I am currently studying the textbook Principles of Program Analysis by Flemming Nielson, Hanne R. Nielson, and Chris Hankin. Appendix A Partially Ordered Sets says the following:
Partially ordered set. A partial ordering is a relation $\sqsubseteq : L \times L \rightarrow \{ \text{true}, \text{false} \}$ that is reflexive (i.e. $\forall l : l \sqsubseteq l$), transitive (i.e. $\forall l_1, l_2, l_3 : l_1 \sqsubseteq l_2 \land l_2 \sqsubseteq l_3 \Rightarrow l_1 \sqsubseteq l_3$), and anti-symmetric (i.e. $\forall l_1, l_2 : l_1 \sqsubseteq l_2 \land l_2 \sqsubseteq l_1 \Rightarrow l_1 = l_2$). A partially ordered set $(L, \sqsubseteq)$ is a set $L$ equipped with a partial ordering $\sqsubseteq$ (sometimes written $\sqsubseteq_L$). We shall write $l_2 \sqsupseteq l_1$ for $l_1 \sqsubseteq l_2$ and $l_1 \sqsubset l_2$ for $l_1 \sqsubseteq l_2 \land l_1 \not= l_2$.
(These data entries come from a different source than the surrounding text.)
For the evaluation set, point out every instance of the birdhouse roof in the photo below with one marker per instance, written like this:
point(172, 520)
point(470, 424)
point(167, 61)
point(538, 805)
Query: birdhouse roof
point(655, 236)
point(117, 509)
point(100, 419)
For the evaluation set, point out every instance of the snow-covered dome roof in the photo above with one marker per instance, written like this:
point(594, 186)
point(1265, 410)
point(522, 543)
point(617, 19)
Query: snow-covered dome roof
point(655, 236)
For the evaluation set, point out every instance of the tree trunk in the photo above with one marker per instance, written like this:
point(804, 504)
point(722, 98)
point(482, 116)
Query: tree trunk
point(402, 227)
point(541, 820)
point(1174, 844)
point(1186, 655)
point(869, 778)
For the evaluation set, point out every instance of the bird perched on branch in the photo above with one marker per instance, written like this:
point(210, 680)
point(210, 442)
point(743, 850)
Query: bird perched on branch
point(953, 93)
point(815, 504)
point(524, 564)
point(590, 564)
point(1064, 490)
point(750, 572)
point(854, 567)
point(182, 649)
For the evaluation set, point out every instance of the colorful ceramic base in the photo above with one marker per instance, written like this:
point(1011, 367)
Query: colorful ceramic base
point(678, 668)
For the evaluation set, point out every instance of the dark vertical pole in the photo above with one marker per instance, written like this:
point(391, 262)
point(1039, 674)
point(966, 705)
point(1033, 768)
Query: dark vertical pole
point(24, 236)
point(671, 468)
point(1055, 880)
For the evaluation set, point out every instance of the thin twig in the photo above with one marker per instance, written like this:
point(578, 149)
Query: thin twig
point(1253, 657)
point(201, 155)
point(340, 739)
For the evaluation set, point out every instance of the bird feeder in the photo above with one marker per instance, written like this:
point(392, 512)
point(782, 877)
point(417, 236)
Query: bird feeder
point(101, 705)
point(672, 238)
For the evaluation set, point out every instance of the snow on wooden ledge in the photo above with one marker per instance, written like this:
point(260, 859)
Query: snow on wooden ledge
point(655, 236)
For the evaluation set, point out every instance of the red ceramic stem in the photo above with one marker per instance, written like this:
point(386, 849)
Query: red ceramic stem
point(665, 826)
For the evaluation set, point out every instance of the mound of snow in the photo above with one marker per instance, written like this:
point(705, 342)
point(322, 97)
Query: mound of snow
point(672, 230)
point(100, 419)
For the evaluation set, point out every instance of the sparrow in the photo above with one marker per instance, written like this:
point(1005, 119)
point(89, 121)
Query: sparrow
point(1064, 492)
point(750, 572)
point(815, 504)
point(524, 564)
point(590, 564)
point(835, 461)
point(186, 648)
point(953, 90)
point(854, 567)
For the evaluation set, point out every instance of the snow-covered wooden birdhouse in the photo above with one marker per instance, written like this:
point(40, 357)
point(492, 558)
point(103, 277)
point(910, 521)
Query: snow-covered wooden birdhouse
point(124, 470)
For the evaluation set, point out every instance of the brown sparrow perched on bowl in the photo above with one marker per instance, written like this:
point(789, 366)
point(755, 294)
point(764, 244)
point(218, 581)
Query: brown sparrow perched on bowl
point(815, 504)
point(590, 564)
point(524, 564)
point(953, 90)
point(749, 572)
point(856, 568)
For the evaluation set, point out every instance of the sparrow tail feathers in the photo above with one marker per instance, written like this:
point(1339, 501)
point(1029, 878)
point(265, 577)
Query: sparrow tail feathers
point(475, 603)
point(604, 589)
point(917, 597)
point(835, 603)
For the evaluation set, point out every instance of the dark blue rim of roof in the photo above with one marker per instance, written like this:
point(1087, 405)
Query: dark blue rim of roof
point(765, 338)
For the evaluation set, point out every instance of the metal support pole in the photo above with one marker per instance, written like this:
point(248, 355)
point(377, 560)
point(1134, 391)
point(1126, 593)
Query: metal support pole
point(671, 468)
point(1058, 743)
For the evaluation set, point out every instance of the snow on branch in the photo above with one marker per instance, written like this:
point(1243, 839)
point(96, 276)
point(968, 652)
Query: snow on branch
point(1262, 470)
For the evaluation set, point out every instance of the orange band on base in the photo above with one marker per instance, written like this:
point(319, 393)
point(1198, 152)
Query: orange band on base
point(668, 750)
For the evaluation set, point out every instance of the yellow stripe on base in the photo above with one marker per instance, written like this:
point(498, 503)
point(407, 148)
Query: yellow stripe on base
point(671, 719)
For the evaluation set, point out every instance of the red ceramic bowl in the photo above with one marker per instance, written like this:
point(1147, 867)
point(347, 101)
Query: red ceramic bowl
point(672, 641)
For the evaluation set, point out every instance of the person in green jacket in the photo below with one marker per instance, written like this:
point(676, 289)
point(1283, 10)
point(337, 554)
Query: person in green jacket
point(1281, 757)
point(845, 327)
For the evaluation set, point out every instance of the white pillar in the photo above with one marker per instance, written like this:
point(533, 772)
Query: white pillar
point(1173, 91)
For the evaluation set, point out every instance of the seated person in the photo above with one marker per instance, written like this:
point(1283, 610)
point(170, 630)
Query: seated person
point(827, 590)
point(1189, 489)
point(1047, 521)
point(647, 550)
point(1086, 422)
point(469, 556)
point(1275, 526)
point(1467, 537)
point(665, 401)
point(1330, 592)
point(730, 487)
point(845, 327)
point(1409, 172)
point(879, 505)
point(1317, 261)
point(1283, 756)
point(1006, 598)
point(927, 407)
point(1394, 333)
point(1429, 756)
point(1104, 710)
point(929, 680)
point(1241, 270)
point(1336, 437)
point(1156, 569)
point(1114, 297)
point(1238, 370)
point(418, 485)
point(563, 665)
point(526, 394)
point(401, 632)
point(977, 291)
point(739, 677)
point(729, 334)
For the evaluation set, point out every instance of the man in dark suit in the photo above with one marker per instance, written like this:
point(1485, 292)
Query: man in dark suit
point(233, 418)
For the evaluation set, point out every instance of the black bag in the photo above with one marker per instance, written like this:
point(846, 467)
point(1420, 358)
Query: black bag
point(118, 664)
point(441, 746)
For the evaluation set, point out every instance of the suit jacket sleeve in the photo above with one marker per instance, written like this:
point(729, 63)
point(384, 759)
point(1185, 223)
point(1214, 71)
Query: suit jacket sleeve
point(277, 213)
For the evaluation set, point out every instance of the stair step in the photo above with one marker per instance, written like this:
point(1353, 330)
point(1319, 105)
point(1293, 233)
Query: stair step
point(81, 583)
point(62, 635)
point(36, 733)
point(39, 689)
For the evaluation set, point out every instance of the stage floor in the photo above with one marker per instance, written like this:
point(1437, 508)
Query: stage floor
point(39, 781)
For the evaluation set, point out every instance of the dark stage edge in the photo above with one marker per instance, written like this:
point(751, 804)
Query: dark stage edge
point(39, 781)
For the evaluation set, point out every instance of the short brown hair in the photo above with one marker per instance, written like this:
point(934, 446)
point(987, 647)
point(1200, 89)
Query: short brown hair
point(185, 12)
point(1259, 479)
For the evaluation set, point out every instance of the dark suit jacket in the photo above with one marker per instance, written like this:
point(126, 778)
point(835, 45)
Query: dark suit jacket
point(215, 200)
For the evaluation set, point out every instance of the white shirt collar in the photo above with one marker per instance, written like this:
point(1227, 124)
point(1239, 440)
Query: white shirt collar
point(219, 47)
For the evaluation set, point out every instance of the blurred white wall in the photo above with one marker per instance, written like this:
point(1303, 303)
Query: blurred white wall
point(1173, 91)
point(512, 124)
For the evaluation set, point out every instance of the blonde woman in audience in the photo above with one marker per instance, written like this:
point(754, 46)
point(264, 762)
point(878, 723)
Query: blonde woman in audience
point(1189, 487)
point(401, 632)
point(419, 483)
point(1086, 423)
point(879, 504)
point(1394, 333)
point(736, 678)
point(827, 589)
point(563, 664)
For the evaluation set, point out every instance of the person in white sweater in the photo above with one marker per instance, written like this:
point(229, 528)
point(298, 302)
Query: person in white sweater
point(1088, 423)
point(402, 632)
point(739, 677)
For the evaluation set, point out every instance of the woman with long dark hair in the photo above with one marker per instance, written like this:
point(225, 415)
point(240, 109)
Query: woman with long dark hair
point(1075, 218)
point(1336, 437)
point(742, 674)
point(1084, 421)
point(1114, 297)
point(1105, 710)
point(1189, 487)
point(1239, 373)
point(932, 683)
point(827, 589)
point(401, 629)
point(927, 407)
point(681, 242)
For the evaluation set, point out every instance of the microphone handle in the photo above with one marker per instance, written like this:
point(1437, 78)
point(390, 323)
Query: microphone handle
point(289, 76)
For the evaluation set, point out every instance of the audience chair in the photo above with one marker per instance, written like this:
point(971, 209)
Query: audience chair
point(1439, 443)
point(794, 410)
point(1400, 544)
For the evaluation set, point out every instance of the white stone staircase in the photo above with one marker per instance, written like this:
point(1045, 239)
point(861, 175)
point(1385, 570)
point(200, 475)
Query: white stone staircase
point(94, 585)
A subset $Y$ of $L$ has $l \in L$ as an upper bound if $\forall l^\prime \in Y : l^\prime \sqsubseteq l$ and as a lower bound if $\forall l^\prime \in Y : l^\prime \sqsupseteq l$. A least upper bound $l$ of $Y$ is an upper bound of $Y$ that satisfies $l \sqsubseteq l_0$ whenever $l_0$ is another upper bound of $Y$; similarly, a greatest lower bound $l$ of $Y$ is a lower bound of $Y$ that satisfies $l_0 \sqsubseteq l$ whenever $l_0$ is another lower bound of $Y$. Note that subsets $Y$ of a partially ordered set $L$ need not have least upper bounds nor greatest lower bounds but when they exist they are unique (since $\sqsubseteq$ is anti-symmetric) and they are denoted $\bigsqcup Y$ and $\sqcap Y$, respectively.
It is this part that I am unsure about:
Note that subsets $Y$ of a partially ordered set $L$ need not have least upper bounds nor greatest lower bounds but when they exist they are unique (since $\sqsubseteq$ is anti-symmetric) and they are denoted $\bigsqcup Y$ and $\sqcap Y$, respectively.
This isn't obvious to me. Would someone please explain/clarify this?
To see that there are posets without least upper bounds nor greatest lower bounds consider $L = [-1,0) \cup (0,1) \cup (1,2]$ and $Y = (0,1)$. Let your partial order be the usual total order on $\mathbb{R}$. Then there is no least upper bound or greatest lower bound of $Y$ in $L$.
To prove this explicitly for the least upper bound case: suppose some $l \in L$ were a least upper bound of $Y$. Then we can select any $l_0 \in (1,l)$ and $l_0 < l$ is another upper bound for $Y$, but it's less than $l$. This is a contradiction, so no least upper bound can exist.
A similar argument works for the greatest lower bound.
For the uniqueness aspect, given existence, suppose both $l$ and $l^\prime$ were a least upper bound for $Y$ in $L$. Then this means in particular that they are both an upper bound. So $l \sqsubseteq l^\prime$ because $l$ is a least upper bound. But, $l^\prime \sqsubseteq l$ since $l'$ is also a least upper bound. By anti-symmetry this means we must have $l = l^\prime$.
A similar argument works for uniqueness of a greatest lower bound given its existence.